O vento frio cortava a pele, e o cheiro úmido da mata se misturava ao perfume suave de flores silvestres.
A floresta parecia respirar… viva, antiga, observadora.
Foi para lá que Ricardo decidiu levar Luísa, sua namorada, numa viagem que ele dizia ser “a mais especial da vida deles”.
Na verdade, ele queria pedir ela em casamento.
Mas Ricardo não era um homem fácil.
Era bruto, arrogante e se achava o dono do mundo.
Falava alto, ria debochando de tudo e acreditava que podia mandar até na natureza.
Eles estavam viajando pela Europa, e ele insistiu em acampar numa floresta famosa pelas lendas locais.
Um dos moradores chegou a avisar:
— “Senhor, aqui há ursos. E não são animais comuns… dizem que um deles é o protetor da floresta. Respeite o lugar.”
Mas Ricardo soltou uma risada alta e zombou:
— “Urso protetor? Isso é conversa pra assustar turista. Eu sou homem, nenhum bicho vai me botar medo.”
No dia seguinte, já no meio da mata, ele montou a barraca de qualquer jeito, abriu uma garrafa de bebida e começou a gritar palavrões, rindo alto.
Quando terminou de comer, jogou as embalagens no chão, pisoteou flores, chutou pedras, e ria.
Luísa, delicada e com o coração bondoso, tentava recolher o lixo com uma sacolinha.
— “Ricardo, não faz isso… a floresta é viva. A gente tem que respeitar.”
Mas ele só respondeu:
— “Ah, para com isso, mulher! Isso é mato, não tem ninguém vendo.”
Luísa, então, fechou os olhos e murmurou uma prece baixinha, pedindo desculpas à mãe natureza pelo que ele fazia.
Mais tarde, os dois foram até o rio.
Ricardo jogou pedra na água, gritou, e até derramou bebida dentro do rio, como se fosse uma brincadeira.
Mas a floresta, silenciosa, observava…
Os galhos começaram a ranger com o vento, e um pressentimento ruim tomou conta do ar.

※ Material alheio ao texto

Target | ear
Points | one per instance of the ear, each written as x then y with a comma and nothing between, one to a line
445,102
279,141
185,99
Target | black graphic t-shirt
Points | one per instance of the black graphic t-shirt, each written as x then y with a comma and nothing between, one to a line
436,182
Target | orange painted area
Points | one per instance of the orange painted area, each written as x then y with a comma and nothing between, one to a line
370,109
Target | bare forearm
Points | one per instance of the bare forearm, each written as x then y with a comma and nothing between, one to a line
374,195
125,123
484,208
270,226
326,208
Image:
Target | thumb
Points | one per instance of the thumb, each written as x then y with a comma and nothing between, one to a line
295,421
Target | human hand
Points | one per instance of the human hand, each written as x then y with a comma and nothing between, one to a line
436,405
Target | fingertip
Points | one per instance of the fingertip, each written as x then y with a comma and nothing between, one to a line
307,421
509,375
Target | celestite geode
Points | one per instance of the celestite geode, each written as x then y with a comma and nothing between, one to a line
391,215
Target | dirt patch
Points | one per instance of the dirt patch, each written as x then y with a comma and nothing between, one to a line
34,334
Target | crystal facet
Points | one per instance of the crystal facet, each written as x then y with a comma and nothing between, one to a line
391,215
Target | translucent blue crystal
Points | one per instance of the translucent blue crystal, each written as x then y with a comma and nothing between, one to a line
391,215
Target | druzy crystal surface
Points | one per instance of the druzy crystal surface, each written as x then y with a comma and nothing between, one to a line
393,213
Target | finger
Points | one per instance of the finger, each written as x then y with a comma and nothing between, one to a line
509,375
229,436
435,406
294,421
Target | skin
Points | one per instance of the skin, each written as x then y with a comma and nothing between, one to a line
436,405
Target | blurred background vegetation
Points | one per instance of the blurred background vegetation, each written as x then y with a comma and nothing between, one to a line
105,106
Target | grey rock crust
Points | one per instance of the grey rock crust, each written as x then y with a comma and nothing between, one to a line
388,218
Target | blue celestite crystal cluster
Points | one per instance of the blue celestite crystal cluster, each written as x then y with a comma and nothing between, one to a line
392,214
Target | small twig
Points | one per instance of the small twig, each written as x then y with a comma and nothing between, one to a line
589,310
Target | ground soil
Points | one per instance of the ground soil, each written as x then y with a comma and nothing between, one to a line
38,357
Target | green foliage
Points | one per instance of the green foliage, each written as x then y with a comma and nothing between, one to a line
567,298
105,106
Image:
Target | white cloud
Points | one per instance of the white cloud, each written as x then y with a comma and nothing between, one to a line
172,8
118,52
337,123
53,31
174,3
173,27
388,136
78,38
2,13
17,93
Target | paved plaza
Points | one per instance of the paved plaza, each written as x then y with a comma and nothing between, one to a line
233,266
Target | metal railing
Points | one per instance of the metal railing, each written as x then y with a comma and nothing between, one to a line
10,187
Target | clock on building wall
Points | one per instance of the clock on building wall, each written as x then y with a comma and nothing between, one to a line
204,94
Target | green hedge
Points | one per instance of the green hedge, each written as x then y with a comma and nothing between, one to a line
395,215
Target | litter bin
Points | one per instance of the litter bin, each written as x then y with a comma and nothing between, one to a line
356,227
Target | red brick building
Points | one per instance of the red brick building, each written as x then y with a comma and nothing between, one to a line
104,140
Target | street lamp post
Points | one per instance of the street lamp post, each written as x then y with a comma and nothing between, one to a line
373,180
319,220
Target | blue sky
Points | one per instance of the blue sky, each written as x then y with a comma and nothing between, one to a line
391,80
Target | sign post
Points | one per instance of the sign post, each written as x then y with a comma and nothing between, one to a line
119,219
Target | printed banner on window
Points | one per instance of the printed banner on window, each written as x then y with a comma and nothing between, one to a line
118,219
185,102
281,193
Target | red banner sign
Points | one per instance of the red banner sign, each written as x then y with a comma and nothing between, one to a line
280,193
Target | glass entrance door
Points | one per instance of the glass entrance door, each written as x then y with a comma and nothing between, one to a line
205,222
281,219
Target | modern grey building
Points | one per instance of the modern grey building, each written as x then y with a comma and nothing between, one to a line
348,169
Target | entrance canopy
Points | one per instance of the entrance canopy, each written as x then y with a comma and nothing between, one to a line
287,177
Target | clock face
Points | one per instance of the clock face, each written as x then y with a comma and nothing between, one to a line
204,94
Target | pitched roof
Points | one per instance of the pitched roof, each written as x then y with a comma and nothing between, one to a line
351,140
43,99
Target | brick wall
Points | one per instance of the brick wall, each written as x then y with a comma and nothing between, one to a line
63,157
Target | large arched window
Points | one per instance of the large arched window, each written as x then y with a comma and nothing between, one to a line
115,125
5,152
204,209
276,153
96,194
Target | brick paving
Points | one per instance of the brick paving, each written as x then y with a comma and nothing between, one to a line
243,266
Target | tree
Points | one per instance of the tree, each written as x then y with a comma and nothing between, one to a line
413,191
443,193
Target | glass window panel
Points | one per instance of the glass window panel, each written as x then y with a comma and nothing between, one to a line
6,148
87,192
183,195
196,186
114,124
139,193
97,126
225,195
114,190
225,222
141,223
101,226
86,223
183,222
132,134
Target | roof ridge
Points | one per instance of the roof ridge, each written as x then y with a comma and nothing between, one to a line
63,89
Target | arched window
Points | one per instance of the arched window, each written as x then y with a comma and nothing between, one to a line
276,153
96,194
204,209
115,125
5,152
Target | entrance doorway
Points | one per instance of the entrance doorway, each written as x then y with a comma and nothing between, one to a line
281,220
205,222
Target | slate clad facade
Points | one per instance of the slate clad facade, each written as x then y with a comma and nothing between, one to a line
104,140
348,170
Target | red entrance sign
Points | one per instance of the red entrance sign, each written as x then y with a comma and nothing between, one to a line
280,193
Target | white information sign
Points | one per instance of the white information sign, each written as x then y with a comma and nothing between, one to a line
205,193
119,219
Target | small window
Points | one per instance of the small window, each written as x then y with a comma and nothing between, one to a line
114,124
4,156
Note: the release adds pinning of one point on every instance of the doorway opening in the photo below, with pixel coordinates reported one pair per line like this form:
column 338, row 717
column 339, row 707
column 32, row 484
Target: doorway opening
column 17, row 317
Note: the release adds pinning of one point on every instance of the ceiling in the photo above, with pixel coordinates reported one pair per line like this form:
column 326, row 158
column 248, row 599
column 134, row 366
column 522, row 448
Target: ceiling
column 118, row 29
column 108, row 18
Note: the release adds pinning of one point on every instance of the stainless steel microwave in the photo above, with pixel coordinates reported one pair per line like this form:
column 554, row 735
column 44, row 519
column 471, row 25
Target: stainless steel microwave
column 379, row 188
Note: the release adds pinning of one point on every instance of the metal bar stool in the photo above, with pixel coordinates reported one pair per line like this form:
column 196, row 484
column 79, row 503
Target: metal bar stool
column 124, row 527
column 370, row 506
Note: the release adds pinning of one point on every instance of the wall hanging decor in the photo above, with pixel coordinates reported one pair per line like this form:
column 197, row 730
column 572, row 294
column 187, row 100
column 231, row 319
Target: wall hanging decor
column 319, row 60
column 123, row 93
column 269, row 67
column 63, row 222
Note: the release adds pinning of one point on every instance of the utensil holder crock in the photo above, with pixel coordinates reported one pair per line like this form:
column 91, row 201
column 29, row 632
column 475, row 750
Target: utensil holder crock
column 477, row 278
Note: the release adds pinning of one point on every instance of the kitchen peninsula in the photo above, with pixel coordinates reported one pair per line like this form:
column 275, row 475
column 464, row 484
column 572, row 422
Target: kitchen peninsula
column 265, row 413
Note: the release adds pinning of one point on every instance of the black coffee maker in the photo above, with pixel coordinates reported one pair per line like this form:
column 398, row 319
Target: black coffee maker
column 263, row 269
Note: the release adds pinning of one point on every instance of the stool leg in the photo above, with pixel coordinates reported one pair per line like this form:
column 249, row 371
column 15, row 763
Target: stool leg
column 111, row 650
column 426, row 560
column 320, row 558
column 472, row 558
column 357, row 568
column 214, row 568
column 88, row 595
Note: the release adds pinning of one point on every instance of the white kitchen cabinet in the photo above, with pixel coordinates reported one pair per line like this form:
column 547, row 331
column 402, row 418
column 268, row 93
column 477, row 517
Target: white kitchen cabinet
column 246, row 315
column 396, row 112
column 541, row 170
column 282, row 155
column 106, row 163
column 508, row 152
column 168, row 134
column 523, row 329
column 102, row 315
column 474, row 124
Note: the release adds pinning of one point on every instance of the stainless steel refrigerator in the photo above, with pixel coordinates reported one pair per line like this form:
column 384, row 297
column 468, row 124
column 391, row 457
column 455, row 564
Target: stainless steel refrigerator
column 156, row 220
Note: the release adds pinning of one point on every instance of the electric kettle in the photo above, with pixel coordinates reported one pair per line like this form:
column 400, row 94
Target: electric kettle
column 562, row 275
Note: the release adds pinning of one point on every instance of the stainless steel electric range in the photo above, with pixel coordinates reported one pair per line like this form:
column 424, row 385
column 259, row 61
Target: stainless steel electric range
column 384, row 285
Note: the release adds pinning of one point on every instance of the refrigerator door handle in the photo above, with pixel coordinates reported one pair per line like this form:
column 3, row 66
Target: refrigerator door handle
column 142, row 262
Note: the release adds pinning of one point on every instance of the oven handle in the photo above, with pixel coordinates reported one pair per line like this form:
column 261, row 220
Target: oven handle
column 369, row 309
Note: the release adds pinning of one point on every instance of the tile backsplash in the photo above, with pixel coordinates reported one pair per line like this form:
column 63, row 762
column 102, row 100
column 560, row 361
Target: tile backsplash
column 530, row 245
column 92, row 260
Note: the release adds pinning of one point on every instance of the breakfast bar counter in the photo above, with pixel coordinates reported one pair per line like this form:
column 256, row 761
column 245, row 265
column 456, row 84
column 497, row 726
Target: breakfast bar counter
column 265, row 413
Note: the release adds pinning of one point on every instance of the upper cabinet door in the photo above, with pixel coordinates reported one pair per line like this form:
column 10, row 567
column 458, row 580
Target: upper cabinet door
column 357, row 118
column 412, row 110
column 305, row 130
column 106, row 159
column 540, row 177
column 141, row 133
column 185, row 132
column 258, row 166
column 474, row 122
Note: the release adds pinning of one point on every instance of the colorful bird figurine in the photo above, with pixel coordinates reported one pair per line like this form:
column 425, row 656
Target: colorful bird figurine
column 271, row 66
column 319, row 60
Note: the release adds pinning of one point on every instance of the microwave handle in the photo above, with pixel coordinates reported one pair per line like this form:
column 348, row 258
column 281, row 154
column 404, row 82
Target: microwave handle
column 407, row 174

Quando o sol começou a se pôr, Ricardo se aproximou de Luísa com um sorriso forçado.
Tirou uma caixinha do bolso e abriu — dentro, um anel.
— “Tá vendo? Eu sou romântico também. Quer casar comigo?”
Ela olhou para o anel, mas ficou sem reação.
O coração dela apertou — aquele não era o homem certo.
Era alguém que não respeitava nem a vida, nem o silêncio da natureza.
— “Obrigada, Ricardo… eu gosto de você, mas…”
Ela não conseguiu terminar.
Ele ficou furioso.
— “Mas o quê? Você vai recusar? Eu tô te pedindo em casamento, mulher!”
— “Não é isso, é que… não sei se esse é o momento…”
Ele jogou o anel no chão, chutou a fogueira e gritou palavras que ecoaram entre as árvores.
Naquela noite, a floresta ficou mais escura do que nunca.
O vento parou.
Nem grilos, nem corujas.
Somente o silêncio.
Luísa se encolheu dentro da barraca, rezando baixinho.
Ricardo saiu andando pela mata, ainda gritando, desafiando o mundo.
Foi quando ouviu o som…
Um estalo forte. Depois outro.
E então, o rugido.
Um urso enorme, de pelos escuros e olhos profundos, apareceu entre as árvores.
Mas havia algo diferente nele — uma presença antiga, quase espiritual.
Ricardo congelou.
O urso se ergueu nas patas traseiras e rugiu de novo, um som que fez as folhas vibrarem.
— “Sai daqui, bicho! Vai embora!” — gritou ele, tentando parecer corajoso.
Mas o urso apenas avançou, sem pressa, como se cumprisse uma sentença antiga.
Luísa ouviu o grito.
Um grito que se perdeu dentro da floresta… e depois, o silêncio total.
Na manhã seguinte, quando o sol nasceu, Luísa saiu correndo.
A barraca estava rasgada, o chão marcado de pegadas profundas… mas Ricardo tinha desaparecido.
Nem sinal dele.
Apenas o anel, deitado sobre uma pedra coberta de musgo.
Ela deixou o anel ali, se ajoelhou e murmurou:
— “Obrigada, guardião… por me deixar viver.”
Depois disso, Luísa foi embora e nunca mais voltou àquela floresta.
Dizem que, nas noites frias, se alguém jogar lixo ou insultar a mata naquele mesmo lugar,
ouve-se um rugido distante…
Um aviso do Urso Protetor, o guardião da natureza, que não permite que o desrespeito fique impune.